Selon nos informations, le repas incriminé, composé de pain, de poulet et de salade, a été fourni par Sanashee Associates Ltd. L’année dernière, le contrat lui a été attribué après appel d’offres. En 2019, le coût du repas par élève était d’environ Rs 50. En 2025, l’allocation budgétaire atteint Rs 80 M et avec le nouveau contrat signé en août 2025, le coût est passé à Rs 120 hors TVA. Au moment de l’allocation de contrat, ce prestataire était le seul à disposer du Hazard Analysis and Critical Control, une norme internationale de sécurité alimentaire. 

Face à la colère des familles, le ministre de l’Éducation, Dr Mahend Gungapersad, déplore que des enfants soient tombés malades. Il suit l’affaire de près et attend les conclusions de l’enquête.

Programme alimentaire ZEP

Le programme de repas scolaires dans les écoles ZEP vise à offrir une alimentation équilibrée aux enfants de milieux défavorisés. Depuis janvier, un mécanisme de distribution a été mis en place. Il est basé sur la présence réelle des élèves afin de limiter le gaspillage.

À ce jour, sur les 27 établissements, trois écoles préparent leurs repas sur place. Les 24 autres reçoivent des « enhanced meals » composés de pains fourrés ou de pizzas. Ces menus sont établis par le ministère de la Santé et couvrent cinq jours par semaine, précisant les portions et la variété nécessaires.

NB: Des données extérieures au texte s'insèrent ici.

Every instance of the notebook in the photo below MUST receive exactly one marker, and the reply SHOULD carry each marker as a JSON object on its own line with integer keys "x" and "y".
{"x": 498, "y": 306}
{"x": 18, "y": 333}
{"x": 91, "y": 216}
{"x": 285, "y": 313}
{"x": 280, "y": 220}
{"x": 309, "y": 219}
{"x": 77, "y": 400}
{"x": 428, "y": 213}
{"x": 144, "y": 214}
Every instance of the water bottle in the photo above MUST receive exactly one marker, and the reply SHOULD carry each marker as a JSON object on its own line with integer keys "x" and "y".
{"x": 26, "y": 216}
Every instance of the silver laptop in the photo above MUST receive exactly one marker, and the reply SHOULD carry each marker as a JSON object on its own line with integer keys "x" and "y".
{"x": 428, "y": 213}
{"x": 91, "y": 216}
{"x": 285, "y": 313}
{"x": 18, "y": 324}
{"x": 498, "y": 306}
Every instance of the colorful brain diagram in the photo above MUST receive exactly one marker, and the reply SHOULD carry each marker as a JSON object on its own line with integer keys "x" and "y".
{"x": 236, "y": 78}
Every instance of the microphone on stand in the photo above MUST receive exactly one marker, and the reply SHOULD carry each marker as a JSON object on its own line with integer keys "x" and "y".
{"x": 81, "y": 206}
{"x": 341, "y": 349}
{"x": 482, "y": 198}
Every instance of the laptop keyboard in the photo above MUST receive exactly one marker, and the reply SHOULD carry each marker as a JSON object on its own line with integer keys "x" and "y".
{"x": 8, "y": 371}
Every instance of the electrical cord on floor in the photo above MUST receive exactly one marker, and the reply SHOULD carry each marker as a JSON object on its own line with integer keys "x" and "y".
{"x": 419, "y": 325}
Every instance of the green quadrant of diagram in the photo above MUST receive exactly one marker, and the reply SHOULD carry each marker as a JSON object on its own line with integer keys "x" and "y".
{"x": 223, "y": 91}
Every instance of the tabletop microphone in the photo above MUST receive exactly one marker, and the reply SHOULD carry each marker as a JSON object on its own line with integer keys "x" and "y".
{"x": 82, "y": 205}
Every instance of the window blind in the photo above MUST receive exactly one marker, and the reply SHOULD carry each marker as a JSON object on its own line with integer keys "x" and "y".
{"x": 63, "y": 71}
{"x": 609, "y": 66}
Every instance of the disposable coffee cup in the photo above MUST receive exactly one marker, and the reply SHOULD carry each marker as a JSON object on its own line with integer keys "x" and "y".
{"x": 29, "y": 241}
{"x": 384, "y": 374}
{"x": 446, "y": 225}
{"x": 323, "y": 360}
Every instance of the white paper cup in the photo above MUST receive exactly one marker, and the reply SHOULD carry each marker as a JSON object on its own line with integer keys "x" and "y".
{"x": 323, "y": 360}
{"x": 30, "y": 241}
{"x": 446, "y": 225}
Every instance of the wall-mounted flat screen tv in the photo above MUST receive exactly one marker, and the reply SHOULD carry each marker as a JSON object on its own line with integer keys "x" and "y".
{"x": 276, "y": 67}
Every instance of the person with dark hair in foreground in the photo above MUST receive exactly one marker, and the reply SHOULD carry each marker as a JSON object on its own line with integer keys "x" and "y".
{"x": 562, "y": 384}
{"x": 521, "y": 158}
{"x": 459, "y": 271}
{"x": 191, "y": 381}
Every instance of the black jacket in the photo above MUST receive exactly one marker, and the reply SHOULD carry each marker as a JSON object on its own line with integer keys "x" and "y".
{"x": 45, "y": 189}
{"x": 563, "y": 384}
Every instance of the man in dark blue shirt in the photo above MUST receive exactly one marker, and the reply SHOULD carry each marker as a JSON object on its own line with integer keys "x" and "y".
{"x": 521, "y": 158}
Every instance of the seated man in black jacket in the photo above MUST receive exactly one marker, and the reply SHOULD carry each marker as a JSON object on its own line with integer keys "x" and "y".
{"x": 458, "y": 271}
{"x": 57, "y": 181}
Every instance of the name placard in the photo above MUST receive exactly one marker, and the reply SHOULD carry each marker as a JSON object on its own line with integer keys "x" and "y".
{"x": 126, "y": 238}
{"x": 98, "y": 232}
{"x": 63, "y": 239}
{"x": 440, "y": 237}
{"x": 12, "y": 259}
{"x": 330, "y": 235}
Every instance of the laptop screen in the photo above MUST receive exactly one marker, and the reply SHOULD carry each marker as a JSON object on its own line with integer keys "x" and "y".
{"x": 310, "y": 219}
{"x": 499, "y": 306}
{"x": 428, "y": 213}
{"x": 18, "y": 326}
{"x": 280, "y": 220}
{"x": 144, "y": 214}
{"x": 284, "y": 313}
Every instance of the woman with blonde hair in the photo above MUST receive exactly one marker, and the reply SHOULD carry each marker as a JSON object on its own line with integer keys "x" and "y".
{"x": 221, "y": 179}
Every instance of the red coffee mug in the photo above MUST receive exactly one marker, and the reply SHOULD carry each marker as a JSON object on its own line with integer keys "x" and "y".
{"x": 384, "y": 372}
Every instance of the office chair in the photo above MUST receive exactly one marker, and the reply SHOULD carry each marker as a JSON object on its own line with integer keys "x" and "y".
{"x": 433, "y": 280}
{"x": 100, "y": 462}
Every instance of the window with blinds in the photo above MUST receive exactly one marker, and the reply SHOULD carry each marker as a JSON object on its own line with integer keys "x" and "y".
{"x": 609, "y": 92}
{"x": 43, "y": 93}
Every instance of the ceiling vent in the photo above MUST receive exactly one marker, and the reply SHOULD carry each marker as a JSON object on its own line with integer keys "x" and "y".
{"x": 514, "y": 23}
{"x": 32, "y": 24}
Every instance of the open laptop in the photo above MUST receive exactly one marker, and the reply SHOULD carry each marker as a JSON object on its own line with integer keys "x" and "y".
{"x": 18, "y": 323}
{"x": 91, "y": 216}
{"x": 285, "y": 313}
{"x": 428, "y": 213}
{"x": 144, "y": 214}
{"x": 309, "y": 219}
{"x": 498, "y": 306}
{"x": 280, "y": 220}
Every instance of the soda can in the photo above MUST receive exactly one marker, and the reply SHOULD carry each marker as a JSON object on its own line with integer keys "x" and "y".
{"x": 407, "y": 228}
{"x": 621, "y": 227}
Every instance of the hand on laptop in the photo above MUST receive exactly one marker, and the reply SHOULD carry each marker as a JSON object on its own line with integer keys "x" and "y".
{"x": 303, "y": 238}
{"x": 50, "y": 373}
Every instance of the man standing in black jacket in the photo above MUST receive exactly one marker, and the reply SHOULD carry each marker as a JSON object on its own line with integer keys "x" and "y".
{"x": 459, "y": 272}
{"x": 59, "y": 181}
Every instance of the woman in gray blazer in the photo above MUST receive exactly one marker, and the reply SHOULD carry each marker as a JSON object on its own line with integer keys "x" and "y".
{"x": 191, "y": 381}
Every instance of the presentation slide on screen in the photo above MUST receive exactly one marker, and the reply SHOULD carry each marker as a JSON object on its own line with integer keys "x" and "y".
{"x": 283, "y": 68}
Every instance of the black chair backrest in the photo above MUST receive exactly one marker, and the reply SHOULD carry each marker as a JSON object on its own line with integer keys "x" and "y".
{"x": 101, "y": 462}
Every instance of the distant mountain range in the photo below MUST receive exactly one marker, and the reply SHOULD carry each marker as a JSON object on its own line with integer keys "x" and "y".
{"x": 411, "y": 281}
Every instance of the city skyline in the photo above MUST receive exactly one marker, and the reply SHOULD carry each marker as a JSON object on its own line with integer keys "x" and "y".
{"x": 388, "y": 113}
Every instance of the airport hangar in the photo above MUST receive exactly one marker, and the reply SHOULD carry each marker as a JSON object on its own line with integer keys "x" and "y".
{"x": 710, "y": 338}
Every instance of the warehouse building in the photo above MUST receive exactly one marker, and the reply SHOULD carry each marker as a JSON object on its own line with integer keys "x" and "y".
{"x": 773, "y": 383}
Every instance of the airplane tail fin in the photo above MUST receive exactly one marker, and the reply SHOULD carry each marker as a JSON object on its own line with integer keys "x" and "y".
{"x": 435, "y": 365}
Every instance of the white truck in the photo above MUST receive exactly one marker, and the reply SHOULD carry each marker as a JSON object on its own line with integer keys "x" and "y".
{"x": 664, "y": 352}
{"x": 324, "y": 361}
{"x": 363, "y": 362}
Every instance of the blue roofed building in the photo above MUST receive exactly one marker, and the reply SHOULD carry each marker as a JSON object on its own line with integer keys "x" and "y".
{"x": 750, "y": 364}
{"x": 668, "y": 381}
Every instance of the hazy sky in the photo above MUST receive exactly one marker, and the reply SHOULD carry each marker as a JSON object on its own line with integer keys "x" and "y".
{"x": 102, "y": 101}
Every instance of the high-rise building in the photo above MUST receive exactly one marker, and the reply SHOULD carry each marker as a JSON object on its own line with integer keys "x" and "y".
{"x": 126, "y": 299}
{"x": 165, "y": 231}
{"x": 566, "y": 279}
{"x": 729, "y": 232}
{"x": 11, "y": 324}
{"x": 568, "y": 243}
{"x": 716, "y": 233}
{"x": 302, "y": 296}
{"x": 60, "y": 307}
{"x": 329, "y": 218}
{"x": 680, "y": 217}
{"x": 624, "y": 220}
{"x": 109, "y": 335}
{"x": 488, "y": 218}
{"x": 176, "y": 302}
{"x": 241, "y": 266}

Le programme alimentaire ZEP est pensé pour compléter l’apport nutritionnel des élèves de familles modestes. Il garantit à chaque enfant un repas équilibré, en tenant compte des manques possibles à la maison. L’objectif est d’améliorer la santé, de soutenir le développement cognitif et de favoriser l’assiduité scolaire.

Normalement, chaque livraison est inspectée : qualité, fraîcheur, hygiène et conformité au menu. En cas de doute, les inspecteurs de la santé sont alertés. Parmi les mesures prises mardi, le ministère de l’Éducation a demandé au fournisseur de veiller à la qualité des repas distribués. Les directeurs d’écoles ont aussi été avisés de s’enquérir de l’état de santé des enfants.